Estas normas convierten al Estado en el único actor legítimo, lo que desalienta la inversión, reduce la competitividad y frena iniciativas urgentes.

Inestabilidad regulatoria y un entorno poco confiable
Otro factor que deteriora las Alianzas Público-Privadas en Ecuador es la inestabilidad normativa. Durante dos décadas, las reglas han cambiado con frecuencia. Para los inversionistas, este ambiente volátil impide evaluar riesgos con precisión. Además, Ecuador mantiene un historial complejo de arbitrajes internacionales y conflictos por concesiones incumplidas, lo que profundiza la percepción de riesgo.
Factores económicos que espantan la inversión
El entorno económico tampoco favorece las Alianzas Público-Privadas en Ecuador. El país mantiene cargas tributarias pesadas, costos laborales altos y poca bancabilidad en proyectos de largo plazo. Muchos inversionistas rechazan participar porque no encuentran garantías claras ni estabilidad suficiente.
A esto se suma un Estado sin recursos para realizar los estudios iniciales de preinversión, requisito indispensable para avanzar con cualquier proyecto.

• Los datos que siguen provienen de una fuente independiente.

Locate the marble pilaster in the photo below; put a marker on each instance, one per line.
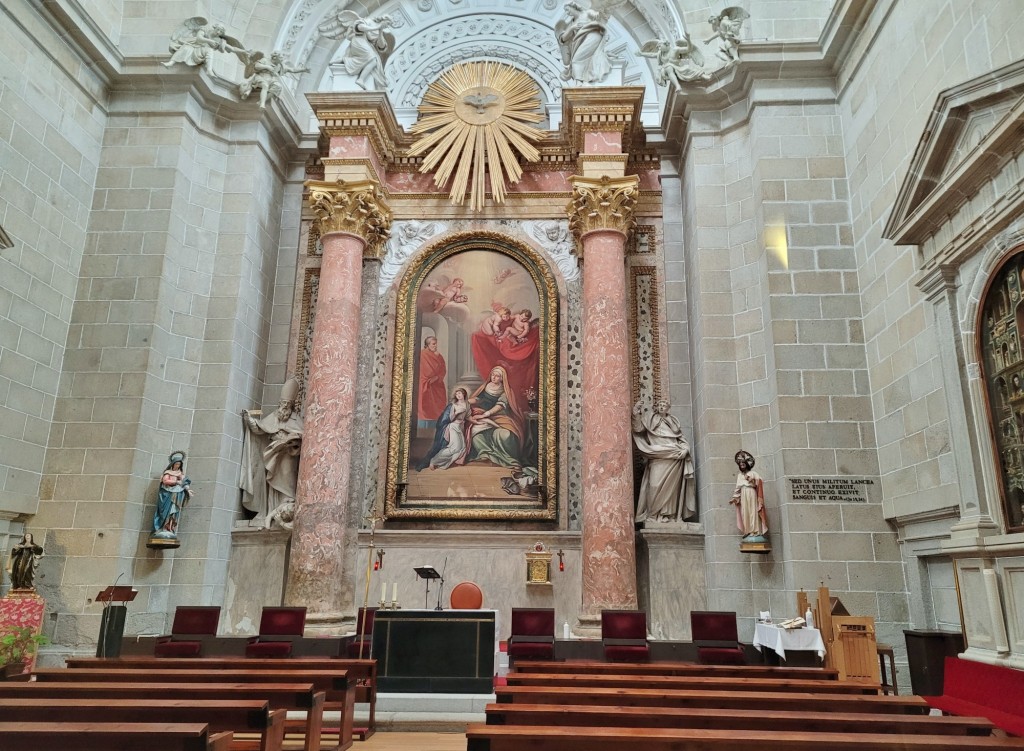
(352, 220)
(600, 215)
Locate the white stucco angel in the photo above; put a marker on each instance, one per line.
(582, 34)
(726, 27)
(194, 42)
(680, 63)
(370, 43)
(266, 74)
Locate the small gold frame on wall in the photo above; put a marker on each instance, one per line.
(521, 484)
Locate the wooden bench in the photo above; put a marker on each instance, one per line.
(766, 701)
(673, 668)
(289, 697)
(988, 691)
(102, 737)
(745, 719)
(339, 692)
(238, 716)
(688, 682)
(516, 738)
(361, 672)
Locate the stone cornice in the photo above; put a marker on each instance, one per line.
(602, 203)
(355, 207)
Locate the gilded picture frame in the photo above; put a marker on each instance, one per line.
(473, 429)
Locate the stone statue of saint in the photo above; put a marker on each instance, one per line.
(668, 492)
(370, 43)
(266, 74)
(749, 498)
(270, 449)
(23, 562)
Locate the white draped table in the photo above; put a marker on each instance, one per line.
(780, 639)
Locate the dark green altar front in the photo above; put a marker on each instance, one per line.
(434, 652)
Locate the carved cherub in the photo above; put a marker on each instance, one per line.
(194, 41)
(266, 74)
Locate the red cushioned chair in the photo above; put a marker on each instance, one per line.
(624, 634)
(276, 623)
(364, 634)
(532, 634)
(188, 621)
(714, 633)
(466, 596)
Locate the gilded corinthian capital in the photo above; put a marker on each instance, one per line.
(602, 203)
(355, 207)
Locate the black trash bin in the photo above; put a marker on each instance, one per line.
(926, 653)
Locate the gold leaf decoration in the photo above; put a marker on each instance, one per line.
(473, 120)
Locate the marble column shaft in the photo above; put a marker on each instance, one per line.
(351, 218)
(601, 214)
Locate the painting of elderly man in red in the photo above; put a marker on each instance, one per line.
(477, 310)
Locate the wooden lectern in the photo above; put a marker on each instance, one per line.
(112, 623)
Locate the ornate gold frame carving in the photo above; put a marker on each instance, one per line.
(396, 503)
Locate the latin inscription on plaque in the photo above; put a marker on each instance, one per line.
(846, 490)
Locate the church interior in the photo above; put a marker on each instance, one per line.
(433, 314)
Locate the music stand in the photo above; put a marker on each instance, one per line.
(112, 623)
(427, 573)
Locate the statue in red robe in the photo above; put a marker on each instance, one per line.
(433, 392)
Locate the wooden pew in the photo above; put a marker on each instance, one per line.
(361, 672)
(516, 738)
(102, 737)
(744, 719)
(339, 692)
(766, 701)
(688, 682)
(239, 715)
(290, 697)
(673, 668)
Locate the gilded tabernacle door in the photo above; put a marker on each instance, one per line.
(473, 409)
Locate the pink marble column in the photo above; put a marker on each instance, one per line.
(608, 550)
(350, 217)
(601, 214)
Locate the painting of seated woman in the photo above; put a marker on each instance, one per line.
(480, 326)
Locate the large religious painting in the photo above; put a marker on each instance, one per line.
(1003, 358)
(473, 427)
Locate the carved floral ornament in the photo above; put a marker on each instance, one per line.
(602, 203)
(355, 207)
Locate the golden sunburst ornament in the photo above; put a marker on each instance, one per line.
(475, 117)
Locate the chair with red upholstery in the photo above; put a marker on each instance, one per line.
(715, 634)
(624, 634)
(532, 634)
(363, 643)
(466, 596)
(188, 621)
(276, 623)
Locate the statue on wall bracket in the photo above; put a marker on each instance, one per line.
(749, 498)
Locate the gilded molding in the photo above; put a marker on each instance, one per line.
(602, 203)
(356, 207)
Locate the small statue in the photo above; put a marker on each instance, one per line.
(173, 495)
(266, 74)
(270, 449)
(680, 64)
(196, 39)
(726, 27)
(582, 35)
(668, 492)
(749, 498)
(23, 562)
(369, 46)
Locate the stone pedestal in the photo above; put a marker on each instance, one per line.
(255, 576)
(671, 562)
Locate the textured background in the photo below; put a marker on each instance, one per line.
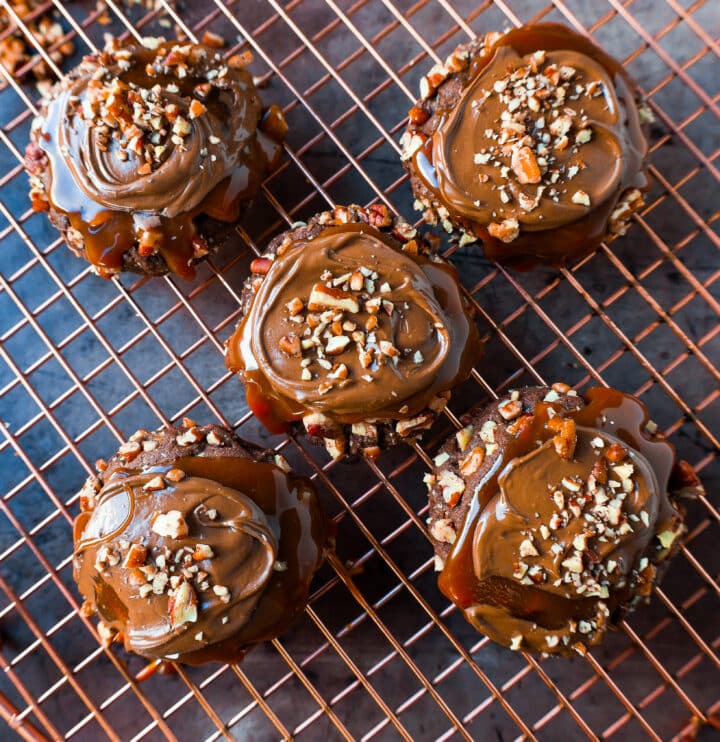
(643, 317)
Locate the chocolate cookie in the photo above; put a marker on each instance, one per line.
(354, 327)
(194, 545)
(142, 153)
(552, 515)
(530, 141)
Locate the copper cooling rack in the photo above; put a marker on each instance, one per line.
(379, 653)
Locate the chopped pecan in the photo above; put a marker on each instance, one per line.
(565, 438)
(326, 297)
(525, 165)
(472, 462)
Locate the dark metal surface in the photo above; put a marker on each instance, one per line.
(379, 652)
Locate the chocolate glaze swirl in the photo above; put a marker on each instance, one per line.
(566, 206)
(263, 530)
(427, 324)
(111, 190)
(510, 566)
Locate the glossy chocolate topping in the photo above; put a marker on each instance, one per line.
(140, 141)
(557, 541)
(546, 133)
(350, 325)
(200, 560)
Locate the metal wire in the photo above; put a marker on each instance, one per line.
(379, 653)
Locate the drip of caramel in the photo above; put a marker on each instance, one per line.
(507, 595)
(588, 144)
(418, 315)
(115, 196)
(265, 535)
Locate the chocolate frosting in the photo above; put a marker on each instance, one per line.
(145, 139)
(546, 135)
(604, 165)
(554, 548)
(235, 572)
(420, 342)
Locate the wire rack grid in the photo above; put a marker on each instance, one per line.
(379, 653)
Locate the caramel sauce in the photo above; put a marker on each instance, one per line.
(607, 410)
(276, 407)
(535, 244)
(109, 233)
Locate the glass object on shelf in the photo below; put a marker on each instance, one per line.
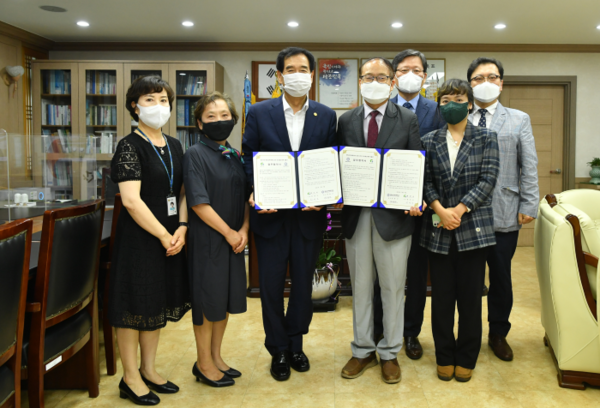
(58, 179)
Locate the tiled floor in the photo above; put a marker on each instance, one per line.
(529, 381)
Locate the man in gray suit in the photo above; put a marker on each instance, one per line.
(377, 240)
(516, 195)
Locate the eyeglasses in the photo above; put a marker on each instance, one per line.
(416, 71)
(479, 79)
(382, 79)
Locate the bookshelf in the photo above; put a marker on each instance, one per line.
(81, 105)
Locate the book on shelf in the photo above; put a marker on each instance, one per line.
(55, 115)
(100, 83)
(56, 82)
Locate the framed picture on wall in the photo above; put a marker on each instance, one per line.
(338, 82)
(264, 75)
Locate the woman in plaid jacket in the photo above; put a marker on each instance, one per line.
(458, 227)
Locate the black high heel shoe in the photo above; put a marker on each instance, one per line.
(126, 392)
(168, 388)
(226, 381)
(232, 372)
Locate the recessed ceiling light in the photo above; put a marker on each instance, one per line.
(53, 9)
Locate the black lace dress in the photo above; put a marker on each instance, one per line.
(147, 288)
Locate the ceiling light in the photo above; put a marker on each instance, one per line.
(53, 9)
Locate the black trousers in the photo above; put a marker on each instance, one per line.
(457, 279)
(416, 292)
(500, 298)
(284, 330)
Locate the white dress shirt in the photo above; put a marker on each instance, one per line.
(453, 149)
(488, 115)
(294, 123)
(367, 118)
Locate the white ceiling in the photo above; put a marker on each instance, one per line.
(339, 21)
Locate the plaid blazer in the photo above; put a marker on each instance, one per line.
(472, 183)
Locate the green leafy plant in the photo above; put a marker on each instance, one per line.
(595, 162)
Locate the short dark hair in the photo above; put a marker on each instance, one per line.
(484, 60)
(402, 55)
(146, 85)
(456, 87)
(290, 52)
(384, 60)
(212, 97)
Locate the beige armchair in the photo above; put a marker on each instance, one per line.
(567, 245)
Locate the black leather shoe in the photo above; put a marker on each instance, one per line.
(280, 366)
(299, 361)
(126, 392)
(168, 388)
(226, 381)
(232, 372)
(412, 347)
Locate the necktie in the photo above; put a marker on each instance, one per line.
(482, 122)
(373, 129)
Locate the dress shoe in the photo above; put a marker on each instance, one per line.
(445, 373)
(280, 366)
(412, 347)
(168, 388)
(390, 371)
(232, 372)
(463, 374)
(355, 367)
(299, 361)
(226, 381)
(126, 392)
(501, 348)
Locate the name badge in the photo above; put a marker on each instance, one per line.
(171, 206)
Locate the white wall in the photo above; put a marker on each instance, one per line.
(584, 66)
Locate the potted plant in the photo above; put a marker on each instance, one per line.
(595, 171)
(325, 280)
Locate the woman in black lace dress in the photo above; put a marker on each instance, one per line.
(148, 282)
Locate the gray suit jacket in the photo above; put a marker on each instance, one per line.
(517, 188)
(399, 130)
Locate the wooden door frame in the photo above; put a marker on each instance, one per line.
(569, 84)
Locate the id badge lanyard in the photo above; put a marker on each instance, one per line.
(171, 207)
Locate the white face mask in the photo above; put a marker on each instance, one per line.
(486, 92)
(375, 92)
(297, 84)
(409, 83)
(154, 116)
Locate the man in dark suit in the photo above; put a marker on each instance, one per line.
(410, 67)
(377, 238)
(288, 238)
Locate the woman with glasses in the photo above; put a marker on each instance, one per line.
(458, 227)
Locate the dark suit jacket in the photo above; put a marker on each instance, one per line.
(266, 131)
(427, 114)
(472, 182)
(399, 130)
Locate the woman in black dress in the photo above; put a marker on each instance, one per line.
(217, 193)
(148, 282)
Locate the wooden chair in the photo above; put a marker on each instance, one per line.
(109, 332)
(64, 307)
(15, 249)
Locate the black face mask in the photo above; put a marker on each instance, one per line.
(218, 131)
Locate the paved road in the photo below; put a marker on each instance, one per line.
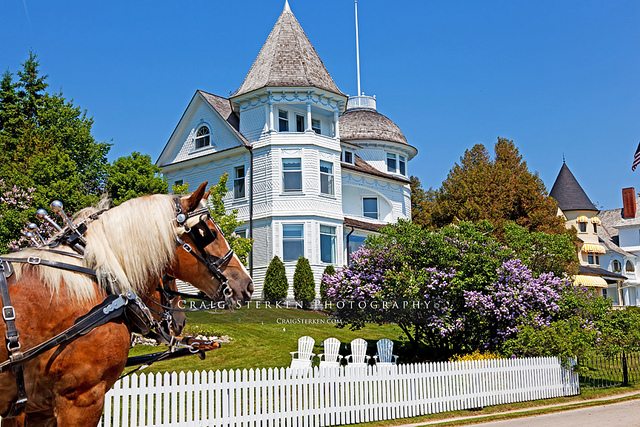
(625, 414)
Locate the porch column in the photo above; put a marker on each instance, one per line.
(308, 129)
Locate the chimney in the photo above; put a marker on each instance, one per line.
(628, 202)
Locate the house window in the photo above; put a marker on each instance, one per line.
(402, 162)
(370, 207)
(283, 121)
(328, 244)
(238, 183)
(326, 177)
(292, 241)
(347, 156)
(628, 267)
(292, 174)
(616, 266)
(391, 163)
(299, 123)
(203, 137)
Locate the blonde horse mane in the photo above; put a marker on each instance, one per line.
(125, 246)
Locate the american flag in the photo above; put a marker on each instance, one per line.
(636, 159)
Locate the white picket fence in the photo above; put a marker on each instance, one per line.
(315, 397)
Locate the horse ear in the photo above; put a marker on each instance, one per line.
(192, 201)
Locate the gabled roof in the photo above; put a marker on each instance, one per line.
(287, 59)
(223, 107)
(569, 194)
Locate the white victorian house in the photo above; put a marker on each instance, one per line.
(312, 171)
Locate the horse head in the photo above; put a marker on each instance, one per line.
(204, 257)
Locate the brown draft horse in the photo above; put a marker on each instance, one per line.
(129, 247)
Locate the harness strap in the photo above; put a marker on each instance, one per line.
(34, 260)
(12, 340)
(109, 309)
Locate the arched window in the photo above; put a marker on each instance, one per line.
(203, 137)
(628, 267)
(616, 266)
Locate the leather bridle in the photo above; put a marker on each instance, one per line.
(202, 236)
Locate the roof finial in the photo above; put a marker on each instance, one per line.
(357, 47)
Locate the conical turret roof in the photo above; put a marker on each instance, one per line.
(569, 194)
(287, 59)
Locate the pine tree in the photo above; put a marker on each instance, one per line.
(276, 285)
(328, 271)
(304, 287)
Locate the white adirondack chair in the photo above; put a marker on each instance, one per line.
(302, 358)
(331, 357)
(358, 356)
(385, 354)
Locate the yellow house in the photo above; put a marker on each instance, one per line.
(581, 214)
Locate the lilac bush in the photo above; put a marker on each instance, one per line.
(515, 297)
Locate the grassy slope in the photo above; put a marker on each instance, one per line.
(261, 339)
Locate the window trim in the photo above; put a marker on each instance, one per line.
(198, 137)
(244, 182)
(284, 189)
(334, 254)
(343, 158)
(304, 120)
(377, 207)
(331, 178)
(318, 129)
(283, 119)
(285, 224)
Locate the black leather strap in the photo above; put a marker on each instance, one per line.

Tarifas políticas y decisiones que destruyen la sostenibilidad
El funcionamiento de las Alianzas Público-Privadas en Ecuador también se ve afectado por decisiones tarifarias influenciadas por el populismo. En carreteras, por ejemplo, las tasas se fijan políticamente y no responden a criterios técnicos. Esto impide recuperar inversiones, genera deudas millonarias y desincentiva la participación privada. Un caso ilustrativo es la deuda estatal con Panavial por ajustes tarifarios no cumplidos.
El sector hídrico: el mayor cuello de botella
El sector del agua muestra la crisis más grave. En dos décadas, Ecuador no ha desarrollado proyectos relevantes por reglas que imponen concesiones de solo diez años, un plazo incompatible con estudios, construcción y recuperación de inversión. Esto explica el colapso de plantas, la contaminación de ríos y la obsolescencia de los sistemas.
Cultura estatista: un obstáculo persistente
Más allá de las leyes, existe una mentalidad estatista que condiciona las Alianzas Público-Privadas en Ecuador. El Estado mantiene el control absoluto, paraliza trámites mediante comités y limita la iniciativa privada. Esta cultura retarda decisiones y anula la posibilidad de compartir riesgos o eficiencia técnica.
Acciones urgentes para destrabar el modelo
Paredes sugiere reformas concretas: permitir estudios privados, impulsar incentivos tributarios temporales y sancionar retrasos injustificados. Además, recalca que sin inversión no hay desarrollo sostenible, especialmente en sectores como seguridad vial, donde mejores infraestructuras podrían reducir riesgos si las tarifas fueran técnicas y no políticas.